A psicologia da comunicação de risco destaca princípios adicionais que provavelmente serão úteis para os profissionais que comunicam com pacientes e clientes sobre a pandemia de COVID-19. Velocidade, honestidade e credibilidade são importantes. De maneira mais geral, os profissionais podem reconhecer a sua própria incerteza e empatia pelas dificuldades que as pessoas enfrentarão durante a crise, enfatizando a utilidade das ações individuais no sentido de equilibrar a ansiedade com otimismo.

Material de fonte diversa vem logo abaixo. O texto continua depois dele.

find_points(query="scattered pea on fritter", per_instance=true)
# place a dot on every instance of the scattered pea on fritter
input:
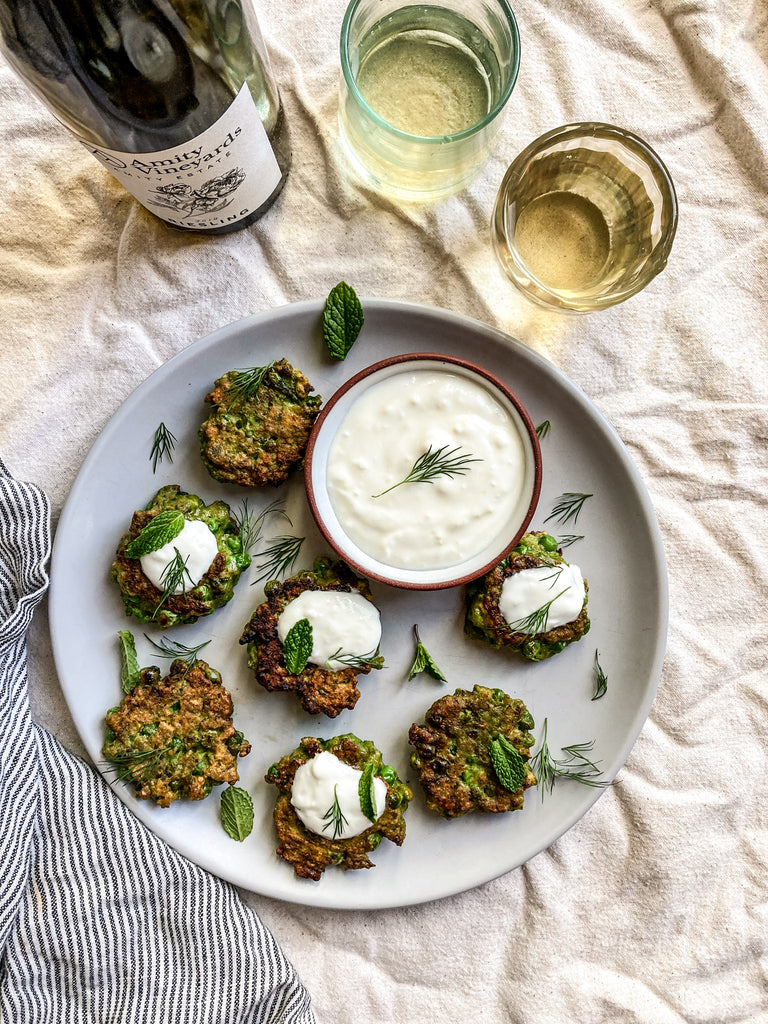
(320, 689)
(452, 751)
(143, 600)
(310, 853)
(260, 424)
(173, 737)
(483, 616)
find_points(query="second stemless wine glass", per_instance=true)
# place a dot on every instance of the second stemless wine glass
(422, 90)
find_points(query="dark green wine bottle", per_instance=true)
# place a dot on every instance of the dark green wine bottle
(175, 97)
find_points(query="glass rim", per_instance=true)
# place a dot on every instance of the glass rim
(657, 257)
(379, 121)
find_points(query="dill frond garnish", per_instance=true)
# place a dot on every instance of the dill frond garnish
(429, 465)
(250, 524)
(279, 558)
(335, 816)
(134, 763)
(567, 507)
(162, 445)
(371, 660)
(576, 765)
(172, 649)
(537, 621)
(601, 680)
(246, 383)
(174, 576)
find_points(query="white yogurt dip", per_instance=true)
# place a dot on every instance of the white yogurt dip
(526, 592)
(324, 778)
(198, 547)
(342, 623)
(425, 525)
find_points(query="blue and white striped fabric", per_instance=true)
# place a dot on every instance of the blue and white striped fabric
(99, 920)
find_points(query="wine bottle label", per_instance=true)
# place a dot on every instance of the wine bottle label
(215, 179)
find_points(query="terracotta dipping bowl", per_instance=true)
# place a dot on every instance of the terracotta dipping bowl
(321, 441)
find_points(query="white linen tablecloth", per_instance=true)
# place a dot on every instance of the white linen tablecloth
(652, 908)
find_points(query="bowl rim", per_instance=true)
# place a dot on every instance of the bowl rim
(471, 368)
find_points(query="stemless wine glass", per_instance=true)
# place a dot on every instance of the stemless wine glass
(585, 217)
(422, 90)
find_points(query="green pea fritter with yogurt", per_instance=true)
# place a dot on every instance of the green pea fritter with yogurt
(193, 573)
(472, 753)
(172, 737)
(345, 630)
(260, 424)
(534, 602)
(336, 802)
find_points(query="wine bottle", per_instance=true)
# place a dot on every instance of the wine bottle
(175, 97)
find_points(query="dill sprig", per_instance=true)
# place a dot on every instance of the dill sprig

Combater a disseminação do COVID-19 requer contribuições de várias ciências. Teoria e métodos da ciência comportamental podem desempenhar o seu papel. Uma rápida avaliação das recomendações da ciência comportamental por meio de investigações de alta qualidade será importante para maximizar seus benefícios.

 

Recomendações práticas

  • Melhore a higienização das mãos combinando campanhas de consciencialização com acesso a gel desinfetante que se destaquem e use sinalização assertiva de que o seu uso é uma norma esperada.
  • É improvável que desencorajar o toque na face seja suficiente – altere os ambientes físicos e sociais para mudar o comportamento, por exemplo, criando novas normas para comportamentos de substituição, como o toque na face com uma manga ou ter lenços sempre disponíveis.
  • Ajudar as pessoas a envolverem-se remotamente nas redes sociais e a manterem uma rotina ajudará a lidar com os efeitos psicológicos negativos do isolamento, mas são necessários apoios adicionais à saúde mental.
  • para promover um comportamento útil enfatize a natureza coletiva do problema que enfrentamos e realce os riscos para os mais vulneráveis para promover um comportamento útil – mas não deixe que o comportamento negativo passe incólume.
  • Equilibre a ansiedade que as pessoas sentem com o otimismo sobre a eficácia das ações individuais no combate à propagação do COVID-19.